Member Since: Oct 2007
Location: Fayetteville, AR
Posts: 2,798
im new to the site so hi everyone.

first off, my boyfriend, luckily, has a degree in ciminology and is an expert in the study of battered womens syndrome and explained it all to me. my ex boyfriend is an alcoholic and used to hit me. well not just hit me, spit in my face, call me names, shove me into the fridge, throw my stuff outside and break my things etc...

also, there have been a few times with a few different guys where I have said no and they persisted. once when I was 14 but I didnt think it was rape because it was digital, not with his penis. Then again when i was 16 and that I knew was rape and left him the next day.

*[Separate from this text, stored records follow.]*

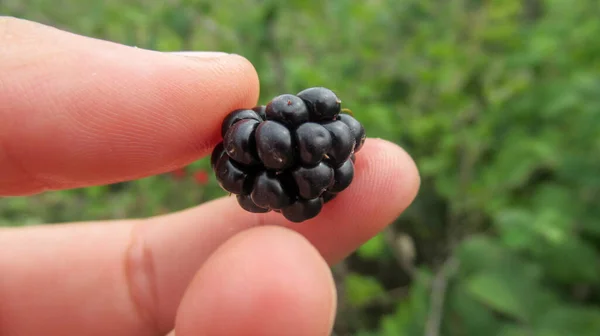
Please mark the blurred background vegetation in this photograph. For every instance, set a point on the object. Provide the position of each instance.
(498, 102)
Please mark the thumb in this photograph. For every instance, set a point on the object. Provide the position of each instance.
(78, 111)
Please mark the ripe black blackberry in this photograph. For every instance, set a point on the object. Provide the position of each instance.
(290, 156)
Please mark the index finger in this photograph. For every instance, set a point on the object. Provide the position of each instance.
(78, 111)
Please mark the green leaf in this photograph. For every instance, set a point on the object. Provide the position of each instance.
(501, 293)
(373, 248)
(361, 289)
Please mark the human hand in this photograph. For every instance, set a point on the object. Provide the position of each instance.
(77, 112)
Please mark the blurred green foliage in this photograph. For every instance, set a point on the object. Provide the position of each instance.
(498, 101)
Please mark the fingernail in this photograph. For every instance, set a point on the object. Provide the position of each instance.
(200, 54)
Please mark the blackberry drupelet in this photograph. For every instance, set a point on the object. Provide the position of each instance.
(291, 156)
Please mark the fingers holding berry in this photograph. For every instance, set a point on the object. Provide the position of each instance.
(291, 156)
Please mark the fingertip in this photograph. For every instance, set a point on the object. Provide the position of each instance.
(262, 281)
(385, 183)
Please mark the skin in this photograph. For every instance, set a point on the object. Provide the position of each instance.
(78, 112)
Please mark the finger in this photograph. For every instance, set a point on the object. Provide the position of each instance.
(264, 281)
(132, 275)
(78, 111)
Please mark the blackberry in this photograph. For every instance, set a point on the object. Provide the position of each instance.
(236, 116)
(291, 156)
(322, 103)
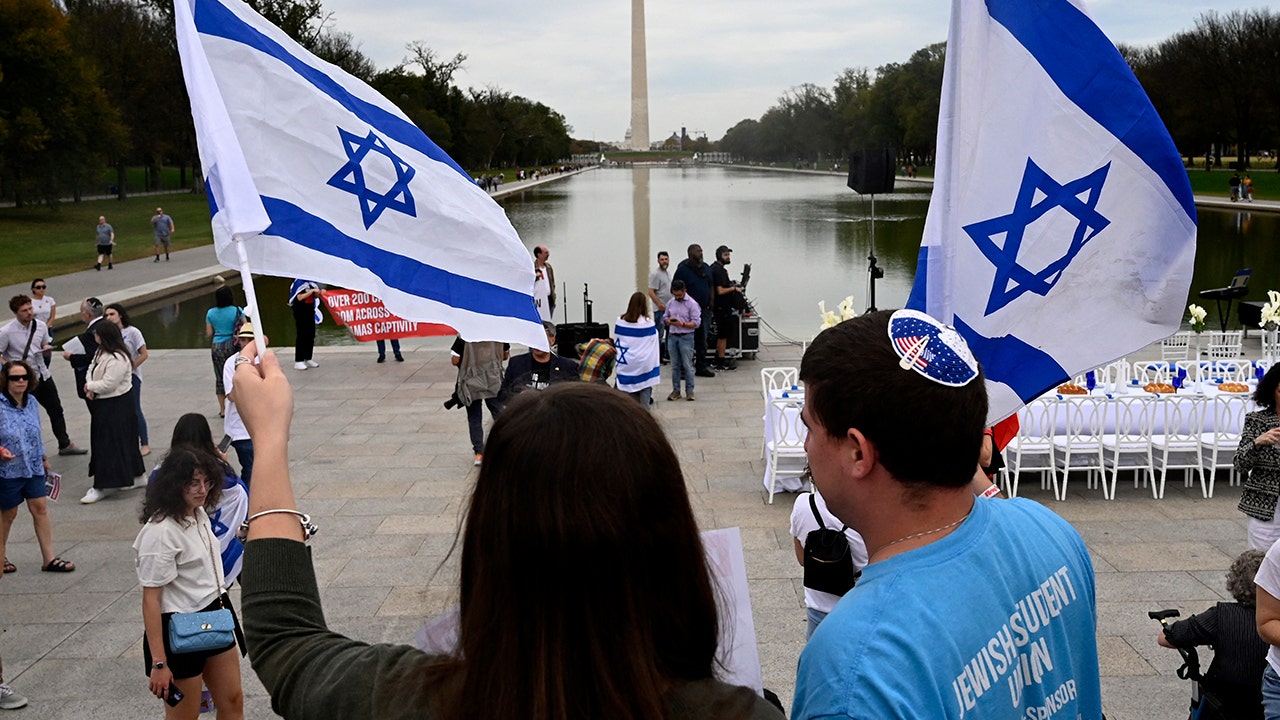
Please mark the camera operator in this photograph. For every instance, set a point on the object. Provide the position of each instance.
(726, 297)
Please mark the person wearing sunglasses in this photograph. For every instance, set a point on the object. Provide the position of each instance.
(23, 465)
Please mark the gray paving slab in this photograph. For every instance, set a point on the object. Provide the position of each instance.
(387, 470)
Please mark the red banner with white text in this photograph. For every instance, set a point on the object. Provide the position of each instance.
(368, 319)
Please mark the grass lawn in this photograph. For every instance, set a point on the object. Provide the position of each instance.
(44, 242)
(1266, 183)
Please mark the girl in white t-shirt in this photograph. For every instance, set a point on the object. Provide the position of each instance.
(182, 572)
(803, 522)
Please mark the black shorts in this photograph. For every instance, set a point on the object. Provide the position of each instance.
(188, 664)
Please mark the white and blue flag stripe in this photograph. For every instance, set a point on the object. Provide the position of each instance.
(1061, 231)
(638, 354)
(323, 177)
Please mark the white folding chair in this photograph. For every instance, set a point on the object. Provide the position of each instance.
(1217, 443)
(1175, 346)
(785, 445)
(1152, 372)
(1225, 345)
(1128, 446)
(1178, 445)
(1080, 447)
(777, 378)
(1032, 450)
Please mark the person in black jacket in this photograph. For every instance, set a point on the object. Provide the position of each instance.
(85, 345)
(536, 369)
(1233, 684)
(698, 282)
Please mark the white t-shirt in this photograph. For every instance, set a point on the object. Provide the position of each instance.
(135, 341)
(232, 424)
(44, 308)
(182, 557)
(804, 523)
(1269, 579)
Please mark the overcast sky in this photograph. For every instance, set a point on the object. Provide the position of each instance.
(712, 63)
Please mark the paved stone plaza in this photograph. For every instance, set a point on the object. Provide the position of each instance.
(385, 470)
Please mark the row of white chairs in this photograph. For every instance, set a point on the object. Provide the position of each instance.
(1123, 373)
(1220, 345)
(1106, 434)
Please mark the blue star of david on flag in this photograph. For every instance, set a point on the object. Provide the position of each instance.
(1078, 197)
(351, 177)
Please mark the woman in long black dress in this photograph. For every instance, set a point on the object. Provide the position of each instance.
(115, 460)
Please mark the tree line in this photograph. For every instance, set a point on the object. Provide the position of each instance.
(90, 86)
(1215, 85)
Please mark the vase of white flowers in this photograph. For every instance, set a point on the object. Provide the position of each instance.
(1198, 326)
(1270, 324)
(830, 318)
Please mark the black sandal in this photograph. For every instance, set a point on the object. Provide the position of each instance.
(59, 565)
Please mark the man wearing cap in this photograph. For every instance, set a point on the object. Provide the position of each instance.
(968, 607)
(725, 299)
(698, 283)
(232, 423)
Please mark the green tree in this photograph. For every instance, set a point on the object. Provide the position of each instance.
(56, 124)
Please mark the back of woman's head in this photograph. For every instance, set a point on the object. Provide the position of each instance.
(109, 337)
(1239, 577)
(223, 297)
(192, 431)
(584, 584)
(167, 490)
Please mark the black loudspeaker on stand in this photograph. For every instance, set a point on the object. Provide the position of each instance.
(871, 172)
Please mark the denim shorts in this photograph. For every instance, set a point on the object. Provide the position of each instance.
(18, 490)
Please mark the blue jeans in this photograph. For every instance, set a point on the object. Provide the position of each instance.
(681, 349)
(475, 422)
(1270, 695)
(245, 454)
(662, 335)
(814, 619)
(137, 408)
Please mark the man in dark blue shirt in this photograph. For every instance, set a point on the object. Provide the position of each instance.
(698, 283)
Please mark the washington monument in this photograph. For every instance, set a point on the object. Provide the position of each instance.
(639, 81)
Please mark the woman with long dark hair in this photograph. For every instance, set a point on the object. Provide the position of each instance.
(584, 587)
(181, 572)
(220, 326)
(23, 464)
(137, 346)
(1257, 460)
(115, 459)
(638, 350)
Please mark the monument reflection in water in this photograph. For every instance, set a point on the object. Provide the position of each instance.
(807, 237)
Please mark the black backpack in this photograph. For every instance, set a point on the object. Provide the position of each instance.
(828, 561)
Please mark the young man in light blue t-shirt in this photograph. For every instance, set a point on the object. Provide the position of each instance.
(969, 607)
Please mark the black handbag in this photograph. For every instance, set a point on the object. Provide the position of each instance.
(828, 561)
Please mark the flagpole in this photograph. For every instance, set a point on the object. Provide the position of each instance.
(250, 296)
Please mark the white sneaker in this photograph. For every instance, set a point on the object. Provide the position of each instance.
(92, 496)
(10, 700)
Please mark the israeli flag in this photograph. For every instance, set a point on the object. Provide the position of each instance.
(319, 176)
(1061, 232)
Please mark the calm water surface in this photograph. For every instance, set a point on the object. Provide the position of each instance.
(807, 238)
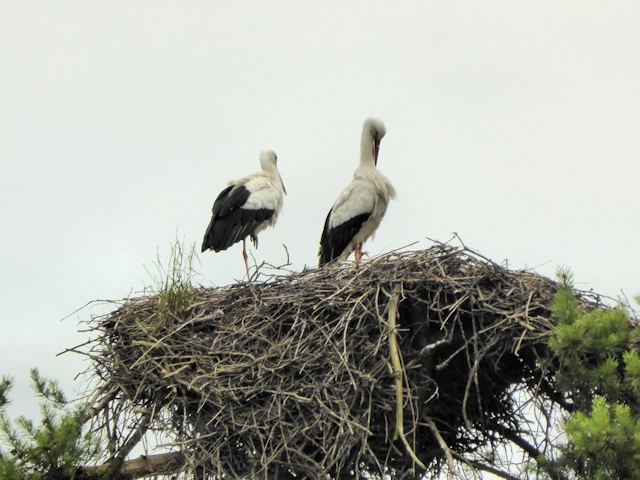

it seems like even now that its been years since all that (im 20 now) sometimes i just get this overwhelming fear of my boyfriend and just burst out in tears in the middle of sex for, what seems like, no reason. he is super understanding and never gets mad at me for any of it. but i just cant figure out why I cant get over this fear of men. it used to be that he couldnt even hug me. if he ever grabs my wrist just joking around it scares the hell out of me. He can never be above me or on top of me because it scares me. We have been together for almost 2 years and Im really sick of being so scared. Its not just with him. If im walking the dog at night I feel like there is also someone around me. I have nightmares that my ex boyfriend is beating me and trying to kill me. I never pressed charges because I was 17 and didn't fully understand what was going on. I went to the cops once and tried to get a restraining order but they blew it off as stupid teenage drama.

In fact, the other day he got my phone number from a friend and started calling me again at 2 am - after over 2 years!!

I didnt know if anyone had been through this before and had some suggestions.